Au risque d'apparaître encore une fois comme une ado attardée, et qu'on m'accuse d'être plus cucu la praline que punk, je dois avouer ma fascination pour le personnage d'Hello Kitty, sorte de divinité moderne qui envahit mon appartement sous forme de peluches, figurines en plastique, porte-clefs, T-Shirts, sacs à main et autres collectors en tout genre. Créée en 1976 par Sanrio, Hello Kitty est ce petit chat japonais dans lequel je me reconnais tout particulièrement.

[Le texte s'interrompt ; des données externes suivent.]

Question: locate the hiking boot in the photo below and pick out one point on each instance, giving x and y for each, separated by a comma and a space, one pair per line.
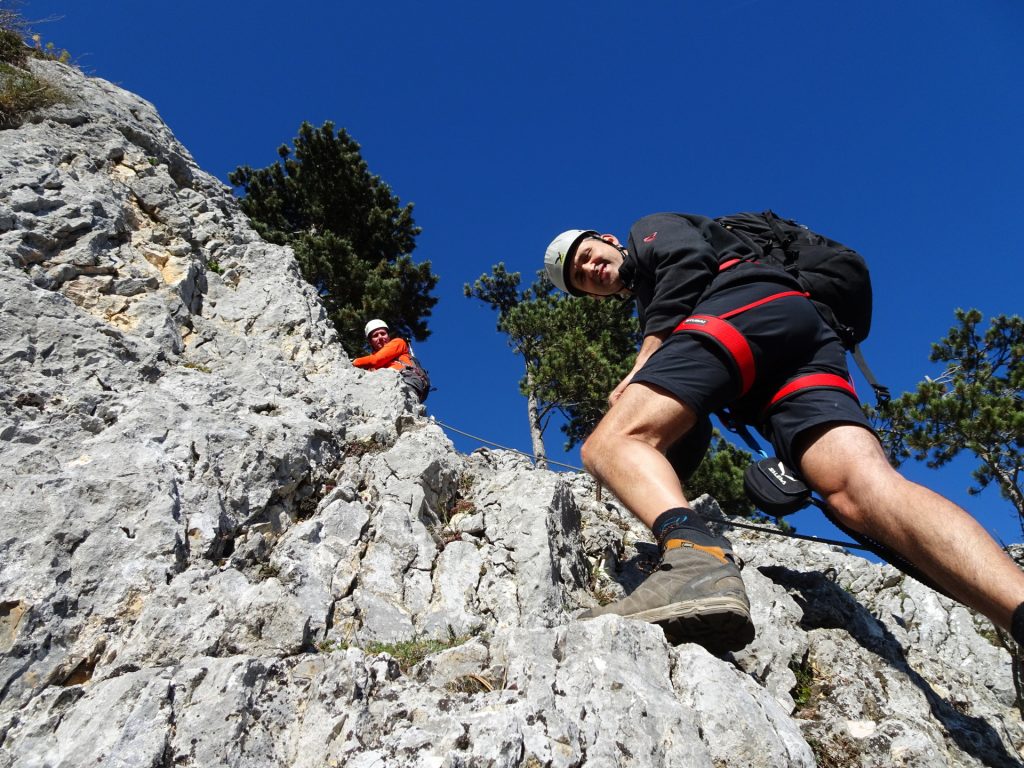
695, 594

Plus "sujet pour adultes", l'un des derniers films de Woody Allen, inaugurant une nouvelle veine, anglaise et non plus new-yorkaise, Match Point, est une perfection en termes de mise en scène et de direction d'acteurs. Le duo Scarlett Johansson et Jonathan Rhys-Meyer est à tomber à la renverse. Sorte de remake de Crimes et Délits, Woody Allen va plus loin dans l'exploration des sentiments du meurtrier - allégorie autour de Crimes et Châtiments - puisque la culpabilité ne va qu'à peine l'effleurer. Il craint d'être reconnu coupable par Scotland Yard, mais la balle de tennis est tombée du bon côté du filet. Pour illustrer ce film à la rigueur classique et pour affirmer sa mélomanie, Woody Allen a choisi le très vieil enregistrement (en 78 tours?) de L'Elisir d'Amore par Enrico Caruso : "Una furtiva lacrima".

Dans un autre genre, plus français et plus cru, les films de Jean-Claude Brisseau sont des modèles interrogeant le désir et la violence. Au-delà de son film le plus connu et tout aussi dérangeant, Noce Blanche (avec Vanessa Paradis), j'aime le traitement des premières agressions en banlieue apparemment gratuites, mais diligentées par les règles de clan, suscitées par une culture militaire purement française (ou une mentalité de chasseur), dans De Bruit et de Fureur (1988). A voir également, ses films disponibles en DVD : La Vie comme ça, Céline, L'Ange noir et Les Savates du Bon Dieu.